Week Thirty-Four: End of the Season

The dramatic FA Cup final shoot-out, the tense (and ultimately rigged, in my opinion, all’italiana) race for fourth place in the Premiership, the return of Barcelona as Champions of Europe – it all passed without so much as a murmur over here. Same with the Eurovision Song Contest. Nobody cared, except maybe the one guy I met wearing a Barcelona shirt, who innocently wondered if I supported Arsenal, and received a look so foul it would have turned an M&M sour. And yet there can be no doubt about it – this week is the End of the Season: the TV Season. All the long distance shows have been running since September (‘Lost’, ‘Gray’s Anatomy’, ‘Desperate Housewives’, to name but a few), and are all culminating in their own two-hour season finale Cup Finals. I fully intend to sing ‘Abide With Me’ before tomorrow’s ‘Lost’. I have a feeling that one will end in some sort of shoot-out as well.

The American TV Season is one of the big cultural differences between Britain and the US. In the UK, a series will often last for six, maybe even eight episodes; an American show will last for over twenty. But how do you stretch twenty episodes into almost forty weeks? What they do here is they show a few new episodes, then they repeat some, then some new ones, then some repeats (pronounced re-peats, not re-peats). In this way, the suspense is, well, suspended. And it can be really irritating, not least because there appears to be little pattern of when they will show repeats and when they will show new episodes, making the series incredibly frustrating to follow. The repeats they show are equally arbitrary – they have no order, they serve no purpose, other than to rest star players. It is as if Claudio Ranieri is in charge of the TV networks (actually, I really wish he were).
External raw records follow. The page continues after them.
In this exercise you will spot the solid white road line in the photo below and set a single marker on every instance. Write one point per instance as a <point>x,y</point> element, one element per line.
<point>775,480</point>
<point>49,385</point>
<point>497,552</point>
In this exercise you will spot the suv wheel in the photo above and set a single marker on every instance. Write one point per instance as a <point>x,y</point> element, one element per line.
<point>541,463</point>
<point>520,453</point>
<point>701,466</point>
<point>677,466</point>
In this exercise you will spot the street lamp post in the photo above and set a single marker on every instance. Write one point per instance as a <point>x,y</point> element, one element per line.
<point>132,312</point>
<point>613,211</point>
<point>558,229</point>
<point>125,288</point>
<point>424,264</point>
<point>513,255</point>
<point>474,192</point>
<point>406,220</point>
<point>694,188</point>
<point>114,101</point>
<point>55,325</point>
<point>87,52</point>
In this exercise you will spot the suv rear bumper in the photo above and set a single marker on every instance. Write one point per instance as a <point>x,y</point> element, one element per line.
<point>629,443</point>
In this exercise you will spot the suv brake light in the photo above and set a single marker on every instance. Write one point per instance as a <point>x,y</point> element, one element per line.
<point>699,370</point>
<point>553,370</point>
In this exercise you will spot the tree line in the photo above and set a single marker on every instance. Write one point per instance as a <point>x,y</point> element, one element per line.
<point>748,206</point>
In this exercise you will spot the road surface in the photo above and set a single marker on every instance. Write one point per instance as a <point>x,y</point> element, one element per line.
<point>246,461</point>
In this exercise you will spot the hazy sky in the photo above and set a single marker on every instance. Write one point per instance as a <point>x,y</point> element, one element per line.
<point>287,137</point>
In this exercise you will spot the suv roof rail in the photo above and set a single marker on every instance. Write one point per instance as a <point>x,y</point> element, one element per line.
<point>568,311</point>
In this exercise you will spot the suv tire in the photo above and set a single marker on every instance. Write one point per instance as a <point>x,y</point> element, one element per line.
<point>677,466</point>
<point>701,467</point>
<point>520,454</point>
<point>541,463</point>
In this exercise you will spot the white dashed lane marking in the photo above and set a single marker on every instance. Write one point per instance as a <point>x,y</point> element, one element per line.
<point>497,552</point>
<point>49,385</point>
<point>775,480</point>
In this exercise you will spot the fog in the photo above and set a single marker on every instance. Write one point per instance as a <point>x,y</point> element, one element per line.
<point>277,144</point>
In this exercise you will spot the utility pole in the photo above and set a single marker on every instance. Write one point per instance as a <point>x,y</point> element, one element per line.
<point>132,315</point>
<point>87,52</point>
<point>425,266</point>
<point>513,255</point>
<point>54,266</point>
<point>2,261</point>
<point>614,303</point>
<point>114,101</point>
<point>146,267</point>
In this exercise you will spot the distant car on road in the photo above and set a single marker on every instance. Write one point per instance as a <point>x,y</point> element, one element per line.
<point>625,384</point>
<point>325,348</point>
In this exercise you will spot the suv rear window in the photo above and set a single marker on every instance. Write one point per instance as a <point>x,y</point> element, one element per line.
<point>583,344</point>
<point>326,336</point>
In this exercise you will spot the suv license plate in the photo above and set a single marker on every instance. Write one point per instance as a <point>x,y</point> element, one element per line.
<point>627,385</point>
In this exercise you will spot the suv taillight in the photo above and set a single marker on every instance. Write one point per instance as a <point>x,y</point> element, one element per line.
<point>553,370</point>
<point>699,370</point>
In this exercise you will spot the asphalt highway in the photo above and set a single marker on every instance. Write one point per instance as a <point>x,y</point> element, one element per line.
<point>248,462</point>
I have no idea what will take place during the summer. I would like to see all the different shows get together and have their own World Cup – we could see Eastenders vs Sex and the City, or at the very least a fist-fight between Jeremy Paxman and those imbeciles on ABC News10. I would pay good money for that, really good money. Who knows, this might even be one World Cup where the English actually beat the Germans. I’ll settle for the real thing; though I know they will show some matches, I will be watching it for the most part on the Mexican channels (that is, when I come back form my holiday to BBC land). Speaking of which, you know the way films sometimes have different names here? Well that film ‘Goal’ is currently listed in theatres here with the catchy title ‘Goal: The Dream Begins’, while in Mexico it is listed as ‘Gooooooooooooooooooooooooooooool!’. Strange but true.